Les experts imaginent la sécurité informatique dans 10 ans Laurent Heslault (Symantec) : "Une intégration a priori plus qu'a posteriori de la sécurité"

laurent heslault, directeur des technologies de sécurité chez symantec.
Laurent Heslault, directeur des technologies de sécurité chez Symantec. © Symantec

Imaginer la sécurité informatique dans 10 ans relève moins de la prospective que des prédictions.

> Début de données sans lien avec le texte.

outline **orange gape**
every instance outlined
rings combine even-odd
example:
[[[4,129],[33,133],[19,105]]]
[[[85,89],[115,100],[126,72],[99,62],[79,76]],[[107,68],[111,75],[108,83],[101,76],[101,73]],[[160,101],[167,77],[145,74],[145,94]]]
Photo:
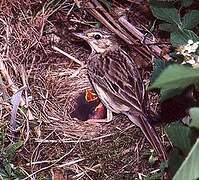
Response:
[[[99,98],[92,89],[86,89],[85,99],[87,102],[99,101]]]
[[[95,92],[93,92],[92,89],[86,89],[86,94],[85,94],[85,99],[86,102],[91,103],[91,102],[96,102],[97,106],[95,107],[92,115],[92,119],[99,119],[99,118],[104,118],[106,115],[106,108],[105,106],[100,102],[99,97]]]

Qui aurait pu imaginer en 2001, et sans parler de science fiction, alors même que l'on découvrait qu'Anna Kournikova n'était pas uniquement une joueuse de tennis talentueuse, qu'un vers répondant au doux nom de Stuxnet ciblerait précisément des installations nucléaires ?

 

Contrôle des identités numériques

 

D'ici maximum 5 ans, nous pouvons espérer des systèmes d'information intégrant la notion de sécurité dès leur conception, une utilisation généralisée du chiffrement, un contrôle des identités numériques renforcé, un monde dans le nuage et, espérons-le, sous un ciel bleu dégagé de toute attaque, pour des inter-connexions entre vies professionnelle et personnelle encore plus marquées.

 

Encore trop souvent aujourd'hui, force est de constater que la sécurité informatique n'a pas été prévue lors de la conception du SI, ce qui rend forcément la tâche plus complexe.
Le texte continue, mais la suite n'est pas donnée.